Alex Gladstein, director de Estrategia de Human Rights Foundation y vicepresidente de Estrategia del Freedom Forum de Oslo, tiene un punto interesante de conocer: sostiene que los autócratas aman las estadísticas de desarrollo, porque les permiten ganar puntos en la arena internacional.

Un ejemplo que lo sustenta lo tenemos en aquella sesión plenaria de la asamblea 47 de la OEA, a finales de junio de 2017, en el intercambio verbal entre el representante de Honduras y la representante de Venezuela. Delcy Rodríguez desbarató el argumento de Honduras citando el Índice de Desarrollo Humano 2016 de las Naciones Unidas, que coloca a Venezuela 59 puestos más arriba que Honduras. Represión o no represión, “Venezuela no muestra estadísticas tan aterradoras”, dijo. Tal respuesta se volvió viral en las redes sociales de habla hispana. Con tales cifras, Delcy Rodríguez dejó en la lona al representante de Honduras.

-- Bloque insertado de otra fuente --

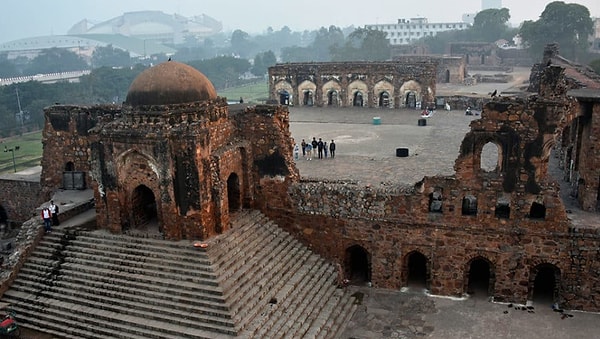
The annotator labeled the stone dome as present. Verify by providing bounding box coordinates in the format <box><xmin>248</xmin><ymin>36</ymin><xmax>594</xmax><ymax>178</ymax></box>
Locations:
<box><xmin>125</xmin><ymin>61</ymin><xmax>217</xmax><ymax>106</ymax></box>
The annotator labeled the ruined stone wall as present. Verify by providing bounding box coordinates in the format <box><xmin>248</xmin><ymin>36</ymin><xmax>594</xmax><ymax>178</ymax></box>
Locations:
<box><xmin>265</xmin><ymin>178</ymin><xmax>600</xmax><ymax>310</ymax></box>
<box><xmin>235</xmin><ymin>105</ymin><xmax>299</xmax><ymax>216</ymax></box>
<box><xmin>41</xmin><ymin>105</ymin><xmax>120</xmax><ymax>197</ymax></box>
<box><xmin>0</xmin><ymin>179</ymin><xmax>41</xmax><ymax>224</ymax></box>
<box><xmin>269</xmin><ymin>59</ymin><xmax>437</xmax><ymax>108</ymax></box>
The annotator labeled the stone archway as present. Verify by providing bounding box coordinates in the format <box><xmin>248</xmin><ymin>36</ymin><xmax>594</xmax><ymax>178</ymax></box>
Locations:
<box><xmin>227</xmin><ymin>173</ymin><xmax>242</xmax><ymax>213</ymax></box>
<box><xmin>352</xmin><ymin>91</ymin><xmax>364</xmax><ymax>107</ymax></box>
<box><xmin>129</xmin><ymin>185</ymin><xmax>162</xmax><ymax>232</ymax></box>
<box><xmin>378</xmin><ymin>92</ymin><xmax>390</xmax><ymax>107</ymax></box>
<box><xmin>345</xmin><ymin>245</ymin><xmax>371</xmax><ymax>285</ymax></box>
<box><xmin>528</xmin><ymin>263</ymin><xmax>560</xmax><ymax>304</ymax></box>
<box><xmin>327</xmin><ymin>90</ymin><xmax>340</xmax><ymax>107</ymax></box>
<box><xmin>406</xmin><ymin>92</ymin><xmax>417</xmax><ymax>108</ymax></box>
<box><xmin>466</xmin><ymin>257</ymin><xmax>495</xmax><ymax>298</ymax></box>
<box><xmin>405</xmin><ymin>251</ymin><xmax>428</xmax><ymax>288</ymax></box>
<box><xmin>279</xmin><ymin>90</ymin><xmax>290</xmax><ymax>105</ymax></box>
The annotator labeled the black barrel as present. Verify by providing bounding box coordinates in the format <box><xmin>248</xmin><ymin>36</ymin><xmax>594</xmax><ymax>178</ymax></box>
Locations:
<box><xmin>396</xmin><ymin>147</ymin><xmax>408</xmax><ymax>158</ymax></box>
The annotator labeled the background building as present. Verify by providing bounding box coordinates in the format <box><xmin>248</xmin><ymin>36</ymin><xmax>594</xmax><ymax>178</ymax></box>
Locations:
<box><xmin>365</xmin><ymin>18</ymin><xmax>470</xmax><ymax>46</ymax></box>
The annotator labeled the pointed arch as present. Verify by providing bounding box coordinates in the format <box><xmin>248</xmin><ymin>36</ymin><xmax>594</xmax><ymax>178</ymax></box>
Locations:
<box><xmin>347</xmin><ymin>80</ymin><xmax>369</xmax><ymax>107</ymax></box>
<box><xmin>402</xmin><ymin>250</ymin><xmax>430</xmax><ymax>288</ymax></box>
<box><xmin>321</xmin><ymin>80</ymin><xmax>342</xmax><ymax>107</ymax></box>
<box><xmin>298</xmin><ymin>80</ymin><xmax>317</xmax><ymax>106</ymax></box>
<box><xmin>464</xmin><ymin>255</ymin><xmax>496</xmax><ymax>297</ymax></box>
<box><xmin>344</xmin><ymin>245</ymin><xmax>371</xmax><ymax>285</ymax></box>
<box><xmin>527</xmin><ymin>263</ymin><xmax>561</xmax><ymax>304</ymax></box>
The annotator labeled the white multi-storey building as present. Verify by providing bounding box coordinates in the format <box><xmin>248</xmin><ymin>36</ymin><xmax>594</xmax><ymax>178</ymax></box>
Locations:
<box><xmin>365</xmin><ymin>18</ymin><xmax>470</xmax><ymax>46</ymax></box>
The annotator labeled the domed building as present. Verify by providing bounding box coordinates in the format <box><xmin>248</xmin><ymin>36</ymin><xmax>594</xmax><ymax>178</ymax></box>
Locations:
<box><xmin>42</xmin><ymin>61</ymin><xmax>297</xmax><ymax>240</ymax></box>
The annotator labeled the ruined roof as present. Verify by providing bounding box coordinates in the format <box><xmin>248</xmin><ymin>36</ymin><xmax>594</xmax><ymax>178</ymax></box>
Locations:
<box><xmin>125</xmin><ymin>61</ymin><xmax>217</xmax><ymax>106</ymax></box>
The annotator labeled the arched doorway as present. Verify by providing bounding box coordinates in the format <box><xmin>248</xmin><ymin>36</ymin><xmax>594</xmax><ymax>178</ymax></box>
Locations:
<box><xmin>406</xmin><ymin>92</ymin><xmax>417</xmax><ymax>108</ymax></box>
<box><xmin>345</xmin><ymin>245</ymin><xmax>371</xmax><ymax>285</ymax></box>
<box><xmin>352</xmin><ymin>91</ymin><xmax>363</xmax><ymax>107</ymax></box>
<box><xmin>406</xmin><ymin>251</ymin><xmax>428</xmax><ymax>288</ymax></box>
<box><xmin>379</xmin><ymin>92</ymin><xmax>390</xmax><ymax>107</ymax></box>
<box><xmin>279</xmin><ymin>91</ymin><xmax>290</xmax><ymax>105</ymax></box>
<box><xmin>302</xmin><ymin>91</ymin><xmax>314</xmax><ymax>106</ymax></box>
<box><xmin>466</xmin><ymin>257</ymin><xmax>493</xmax><ymax>298</ymax></box>
<box><xmin>227</xmin><ymin>173</ymin><xmax>242</xmax><ymax>212</ymax></box>
<box><xmin>529</xmin><ymin>263</ymin><xmax>560</xmax><ymax>305</ymax></box>
<box><xmin>129</xmin><ymin>185</ymin><xmax>161</xmax><ymax>232</ymax></box>
<box><xmin>327</xmin><ymin>91</ymin><xmax>339</xmax><ymax>106</ymax></box>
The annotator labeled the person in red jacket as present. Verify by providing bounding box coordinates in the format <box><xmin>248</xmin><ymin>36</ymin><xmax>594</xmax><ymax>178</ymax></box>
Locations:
<box><xmin>42</xmin><ymin>207</ymin><xmax>52</xmax><ymax>232</ymax></box>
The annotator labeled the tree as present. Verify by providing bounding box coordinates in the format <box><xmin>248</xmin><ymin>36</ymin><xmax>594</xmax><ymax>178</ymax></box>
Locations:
<box><xmin>92</xmin><ymin>45</ymin><xmax>131</xmax><ymax>68</ymax></box>
<box><xmin>590</xmin><ymin>59</ymin><xmax>600</xmax><ymax>75</ymax></box>
<box><xmin>471</xmin><ymin>8</ymin><xmax>510</xmax><ymax>42</ymax></box>
<box><xmin>519</xmin><ymin>1</ymin><xmax>593</xmax><ymax>60</ymax></box>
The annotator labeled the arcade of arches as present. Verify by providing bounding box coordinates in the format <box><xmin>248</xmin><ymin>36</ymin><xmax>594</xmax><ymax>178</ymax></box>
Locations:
<box><xmin>269</xmin><ymin>61</ymin><xmax>437</xmax><ymax>108</ymax></box>
<box><xmin>35</xmin><ymin>48</ymin><xmax>600</xmax><ymax>311</ymax></box>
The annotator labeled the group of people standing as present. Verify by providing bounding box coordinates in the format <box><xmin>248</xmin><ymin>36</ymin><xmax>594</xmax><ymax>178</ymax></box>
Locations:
<box><xmin>294</xmin><ymin>137</ymin><xmax>335</xmax><ymax>160</ymax></box>
<box><xmin>42</xmin><ymin>200</ymin><xmax>60</xmax><ymax>233</ymax></box>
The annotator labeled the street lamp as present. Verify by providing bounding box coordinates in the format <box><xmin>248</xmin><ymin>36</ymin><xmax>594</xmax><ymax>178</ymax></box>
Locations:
<box><xmin>4</xmin><ymin>146</ymin><xmax>20</xmax><ymax>173</ymax></box>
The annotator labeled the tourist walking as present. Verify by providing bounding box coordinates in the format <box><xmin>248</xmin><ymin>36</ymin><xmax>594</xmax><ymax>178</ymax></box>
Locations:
<box><xmin>317</xmin><ymin>138</ymin><xmax>323</xmax><ymax>159</ymax></box>
<box><xmin>300</xmin><ymin>139</ymin><xmax>306</xmax><ymax>157</ymax></box>
<box><xmin>306</xmin><ymin>144</ymin><xmax>312</xmax><ymax>160</ymax></box>
<box><xmin>48</xmin><ymin>200</ymin><xmax>60</xmax><ymax>226</ymax></box>
<box><xmin>329</xmin><ymin>140</ymin><xmax>335</xmax><ymax>159</ymax></box>
<box><xmin>294</xmin><ymin>144</ymin><xmax>300</xmax><ymax>160</ymax></box>
<box><xmin>42</xmin><ymin>207</ymin><xmax>52</xmax><ymax>233</ymax></box>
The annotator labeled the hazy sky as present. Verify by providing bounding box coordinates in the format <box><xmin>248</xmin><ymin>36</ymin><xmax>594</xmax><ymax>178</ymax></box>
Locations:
<box><xmin>0</xmin><ymin>0</ymin><xmax>600</xmax><ymax>42</ymax></box>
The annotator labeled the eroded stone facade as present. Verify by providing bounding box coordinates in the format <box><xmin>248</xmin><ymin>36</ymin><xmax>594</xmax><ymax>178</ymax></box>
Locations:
<box><xmin>38</xmin><ymin>49</ymin><xmax>600</xmax><ymax>311</ymax></box>
<box><xmin>269</xmin><ymin>58</ymin><xmax>437</xmax><ymax>108</ymax></box>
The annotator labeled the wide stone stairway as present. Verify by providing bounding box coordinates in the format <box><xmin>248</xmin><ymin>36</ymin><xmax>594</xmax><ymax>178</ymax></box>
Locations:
<box><xmin>1</xmin><ymin>211</ymin><xmax>356</xmax><ymax>339</ymax></box>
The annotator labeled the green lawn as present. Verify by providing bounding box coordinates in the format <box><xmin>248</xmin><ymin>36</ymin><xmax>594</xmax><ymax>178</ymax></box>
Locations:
<box><xmin>0</xmin><ymin>81</ymin><xmax>269</xmax><ymax>174</ymax></box>
<box><xmin>217</xmin><ymin>80</ymin><xmax>269</xmax><ymax>104</ymax></box>
<box><xmin>0</xmin><ymin>131</ymin><xmax>42</xmax><ymax>174</ymax></box>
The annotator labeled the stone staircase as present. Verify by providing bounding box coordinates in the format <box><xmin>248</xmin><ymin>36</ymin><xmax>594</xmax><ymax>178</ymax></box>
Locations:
<box><xmin>1</xmin><ymin>211</ymin><xmax>356</xmax><ymax>339</ymax></box>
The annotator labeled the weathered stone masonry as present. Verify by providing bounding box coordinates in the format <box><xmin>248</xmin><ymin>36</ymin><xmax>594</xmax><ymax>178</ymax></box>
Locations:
<box><xmin>269</xmin><ymin>59</ymin><xmax>438</xmax><ymax>108</ymax></box>
<box><xmin>37</xmin><ymin>49</ymin><xmax>600</xmax><ymax>311</ymax></box>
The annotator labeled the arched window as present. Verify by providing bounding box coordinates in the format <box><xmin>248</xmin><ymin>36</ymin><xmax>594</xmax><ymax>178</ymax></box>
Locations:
<box><xmin>494</xmin><ymin>198</ymin><xmax>510</xmax><ymax>219</ymax></box>
<box><xmin>429</xmin><ymin>187</ymin><xmax>442</xmax><ymax>213</ymax></box>
<box><xmin>529</xmin><ymin>201</ymin><xmax>546</xmax><ymax>219</ymax></box>
<box><xmin>462</xmin><ymin>195</ymin><xmax>477</xmax><ymax>215</ymax></box>
<box><xmin>480</xmin><ymin>142</ymin><xmax>501</xmax><ymax>172</ymax></box>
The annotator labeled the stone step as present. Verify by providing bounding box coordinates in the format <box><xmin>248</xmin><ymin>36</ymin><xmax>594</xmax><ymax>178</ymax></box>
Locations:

La clave del evidente “nocaut” fue que Delcy Rodríguez utilizó los datos de organismos internacionales confiables, pero que son suministrados por el mismo régimen. Y es que, desde Costa de Marfil hasta Corea del Norte, pasando por Venezuela, los datos que “prueban” que un régimen autoritario lo está haciendo bien a menudo son producidos y suministrados por ese mismo régimen.

Un puñado de organizaciones impulsa la industria mundial de recopilación de estadísticas, incluido el Banco Mundial, las Naciones Unidas y el Foro Económico Mundial. Cada una de estas organizaciones realiza encuestas socioeconómicas a gran escala, en las que sus investigadores desean incluir tantos países como sea posible. Sin embargo, una abrumadora cantidad de naciones están gobernadas por regímenes autoritarios que típicamente impiden que investigadores imparciales pasen dentro de sus fronteras. Al respecto, por ejemplo, ver el Índice de Democracia 2018, de la Unidad de Inteligencia de The Economist, que incluye 165 países con más de 50 calificados de autocracias.

Una vez que los datos producidos por el régimen se convierten en índices confiables en virtud del endoso por tales organizaciones, los autócratas y sus partidarios usan tales cifras para su propaganda, lo cual obstaculiza los esfuerzos para promover los derechos humanos.

Cuando Nicolás Maduro justificó su represión contra los manifestantes disidentes –y violó sus derechos humanos– en un artículo de opinión en The New York Times (“Venezuela: a call for peace”, primero de abril de 2014) citó los siguientes datos: “Según las Naciones Unidas, Venezuela ha reducido sistemáticamente la desigualdad: ahora tiene la desigualdad de ingresos más baja de la región. Hemos reducido enormemente la pobreza: a 25,4% en 2012, según los datos del Banco Mundial, de 49% en 1998; en el mismo período, según las estadísticas del gobierno, la pobreza extrema disminuyó a 6% desde 21%”. Ahora, adivinen amigos lectores, ¿quién suministró tales cifras a los asépticos técnicos de las Naciones Unidas y del Banco Mundial?

Argumenta Gladstein que, cuando se utilizan en universidades e instituciones de investigación, los conjuntos de datos socioeconómicos guían nuestra comprensión fundamental del mundo. Cuando los utilizan los formuladores de políticas, los filántropos y los banqueros, dirigen miles de millones de dólares en ayuda e inversión. A menudo, la razón por la que los datos de los dictadores no se cuestionan es que muchos economistas, financieros, diplomáticos y donantes dependen de los mismos para hacer su trabajo.

El caso es que se impone una revisión escrupulosa de las cifras que endosan los organismos internacionales y que son contradichas por la realidad reflejada en las violaciones de los derechos humanos exhibidas hasta el hartazgo por los medios de comunicación locales y las redes sociales globales.